Oh, Dear me...

on 17 December 2014

I am drowning y'all.  Drowning in the holidays and not nearly enough energy to keep everything all together.  I should tell you about our Thanksgiving trip to Savannah, and the fun that was had.  I have some darling pictures of my little ones with their MeeMaw that need sharing.  I should tell you about my good intentions for a streamlined, well organized holiday season, that would be high comedy, for that has not materialized...well, it's streamlined, but it's not very well organized.  I should be able to show you pictures of Chris' Christmas socks for this year, for they are wonderful and my own design, but alas, NOT finished yet.

So instead, I'm going to share with you two of my THREE favorite things about Christmas this year, they are both videos and both promise to lift your spirits if you're feeling a bit frazzled and irritable.  The third favorite thing I can't share with you, but WISH I could and that is the experience of watching my two babes who are OBSESSED with these videos watching them over and over and over and over and OVER again, and sneaking off with my phone to watch them again, and begging me in the morning and at rest time and at dinner time and before bed to "Pease watch Angels one more time?!"  Both of them have both videos memorized and listening to them sing or read along with them is pretty much the highlight of my Christmas season.  So while I can't give you that Third favorite thing, here are the first two.  Grab some cookies and milk and enjoy.




The Reckoning

on 10 November 2014

Remember how 2014 was supposed to be the year I knit for myself?  I had 3 sweaters planned (a heavily cabled aran pullover, a traditional fair isle cardigan, and a plain and simple cardigan).  It was also supposed to be the year that I lost weight and gained perspective.  Turns out that was a little too much to ask of myself.

Yeah, the sweaters?  Not one of them happened.  NONE.  Zip.  Zero.
I lost weight...and then gained a baby!  I'm not sad about that.  (I'm halfway through the pregnancy and will be even happier when our wee one is here.)
I gained a lot more perspective than I think I wanted.  Turns out perspective is highly overrated.

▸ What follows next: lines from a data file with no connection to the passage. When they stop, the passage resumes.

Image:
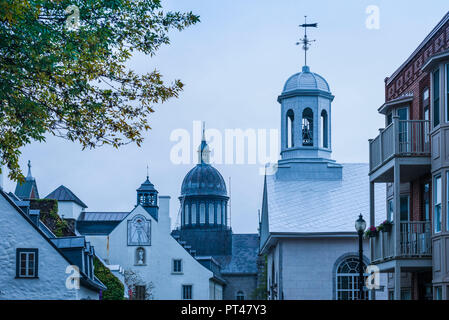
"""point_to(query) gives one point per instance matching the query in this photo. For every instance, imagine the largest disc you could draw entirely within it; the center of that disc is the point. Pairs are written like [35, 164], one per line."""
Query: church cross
[305, 41]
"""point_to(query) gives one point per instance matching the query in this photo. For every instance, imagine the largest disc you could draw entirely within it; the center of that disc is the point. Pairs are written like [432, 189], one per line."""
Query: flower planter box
[373, 234]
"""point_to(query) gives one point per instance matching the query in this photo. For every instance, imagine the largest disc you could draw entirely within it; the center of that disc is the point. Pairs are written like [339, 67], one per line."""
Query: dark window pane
[436, 98]
[404, 209]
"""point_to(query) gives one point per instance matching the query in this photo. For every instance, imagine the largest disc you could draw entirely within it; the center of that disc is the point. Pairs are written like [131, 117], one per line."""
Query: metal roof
[63, 193]
[69, 242]
[306, 80]
[99, 223]
[322, 206]
[203, 179]
[102, 216]
[245, 249]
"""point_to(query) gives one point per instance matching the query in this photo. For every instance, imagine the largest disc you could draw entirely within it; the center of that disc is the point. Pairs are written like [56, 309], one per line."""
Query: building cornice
[421, 46]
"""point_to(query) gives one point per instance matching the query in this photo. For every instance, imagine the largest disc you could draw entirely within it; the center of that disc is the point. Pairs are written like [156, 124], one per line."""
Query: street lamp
[360, 226]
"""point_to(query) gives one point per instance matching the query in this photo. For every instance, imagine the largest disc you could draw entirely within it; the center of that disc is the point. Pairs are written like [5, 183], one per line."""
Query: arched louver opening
[324, 130]
[307, 127]
[290, 130]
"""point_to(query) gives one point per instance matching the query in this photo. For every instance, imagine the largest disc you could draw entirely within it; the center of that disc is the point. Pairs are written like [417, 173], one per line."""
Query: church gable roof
[63, 193]
[321, 206]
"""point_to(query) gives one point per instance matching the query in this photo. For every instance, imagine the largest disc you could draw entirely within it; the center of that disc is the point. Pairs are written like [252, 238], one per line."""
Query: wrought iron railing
[414, 241]
[400, 138]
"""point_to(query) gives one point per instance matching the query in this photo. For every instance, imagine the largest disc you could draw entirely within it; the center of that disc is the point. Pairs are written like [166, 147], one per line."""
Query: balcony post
[397, 208]
[397, 281]
[396, 134]
[371, 215]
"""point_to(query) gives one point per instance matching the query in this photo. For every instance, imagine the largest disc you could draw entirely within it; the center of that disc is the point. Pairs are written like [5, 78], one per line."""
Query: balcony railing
[404, 138]
[414, 241]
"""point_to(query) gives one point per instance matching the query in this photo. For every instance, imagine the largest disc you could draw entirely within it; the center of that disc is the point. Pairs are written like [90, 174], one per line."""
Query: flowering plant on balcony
[385, 226]
[371, 232]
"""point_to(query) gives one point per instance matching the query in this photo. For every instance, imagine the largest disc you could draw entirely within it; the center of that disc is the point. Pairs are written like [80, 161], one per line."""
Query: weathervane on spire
[305, 41]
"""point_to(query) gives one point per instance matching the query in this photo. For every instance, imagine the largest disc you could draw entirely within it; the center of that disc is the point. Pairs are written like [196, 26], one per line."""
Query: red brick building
[411, 155]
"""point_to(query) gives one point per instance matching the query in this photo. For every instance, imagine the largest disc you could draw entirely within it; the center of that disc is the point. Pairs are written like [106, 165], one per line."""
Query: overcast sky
[234, 65]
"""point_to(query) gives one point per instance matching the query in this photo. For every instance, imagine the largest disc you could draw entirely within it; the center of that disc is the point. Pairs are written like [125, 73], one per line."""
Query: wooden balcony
[413, 243]
[406, 139]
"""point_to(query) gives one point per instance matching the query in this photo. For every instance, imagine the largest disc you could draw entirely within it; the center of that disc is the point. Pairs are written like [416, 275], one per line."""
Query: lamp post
[360, 226]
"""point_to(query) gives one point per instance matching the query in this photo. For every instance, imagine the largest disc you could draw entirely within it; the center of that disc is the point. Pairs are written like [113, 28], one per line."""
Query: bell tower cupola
[147, 197]
[306, 131]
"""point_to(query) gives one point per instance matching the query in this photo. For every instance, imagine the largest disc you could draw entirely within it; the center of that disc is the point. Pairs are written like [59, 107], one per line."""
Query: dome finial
[305, 41]
[203, 137]
[203, 150]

I have been trying to think about what I got done this year, in knitting terms, and I'm kind of drawing a blank.  I made a pink sweater for the Girl...and several baby sweaters for friends.  I made the Girl a pair of socks...and a hat.  And I think I may have finished a single pair of socks for me.  And I did my yoke sweater last winter, I think.  But that's it.

2014 was the year that kicked my butt all over North Carolina.  And I shall not be sorry to see the back side of it.

I'm also starting to rethink the value of resolutions of any kind.  When you don't know what's coming down the pipeline of the year ahead, how dumb is it to make all of these ambitious goals?!

I'm working on the second mitt for my sister in law.  The second one is a lot less sad than the first one was, so that's nice.  But I haven't even started Chris' Christmas socks, and he wants cables so they're going to take a while...

And while I have become a thoroughly unimpressive knitter, you should hear my Boy recite Shakespeare!  He can do Puck's epilogue from A Midsummer Night's Dream, the tomorrow and tomorrow and tomorrow speech from MacBeth, the 7 ages of man speech from All's Well that End's Well, and the witches speech from MacBeth.  We're working on Prospero's epilogue from the Tempest and then I'll need to do some more videos.

Meanwhile the Girl still isn't really potty trained.  She stays dry when she's awake and in undies...but refuses to sit on the potty and find any kind of relief. 

What can I say, my life is a treadmill of 2 steps forward, 1 step back.

But at least the company is good!

Back to It

on 29 October 2014

This time last year, my Grandma got sick.  It was the beginning of the process of her dying, and while we were all hoping for her sake that it would be swift, it wasn't.  It was very hard to watch.

I learned to knit 5 years ago, partly because I wanted to be able to make clothes for me and my family, but also because I wanted to make my Grandma proud of me.  I always thought that she loved my sisters more than me.  And in our last conversation, she told me that she knew I thought that, but that really it was just that she had had more time with them than she had with me.  Yes, it was heartbreaking, but also good because it gave us both the chance to tell each other that we loved each other now and it was ok.

My knitting this time last year was all fairly simple and it was such a painful thing to go and see her so changed from what I was used to, that I need a MUCH more distracting project, something that required my total concentration.  So I started an intricate pair of Latvian mittens for my sister-in-law.  I made it through the cuff before my Grandma passed away, and then I was just too sad to face them.

They languished in my Bin of Unfinished Business through the Spring, in the storage unit, through the Summer, and just last week I got them out again.  We're going to Savannah for Thanksgiving and I'm determined to finish them before we leave.

They are intricate and pretty.  The colors that Kristi chose play in interesting ways off of each other.  But looking at them makes me sad.  I shall be glad to give them a home where they will be looked at and worn, and make the receiver happy instead.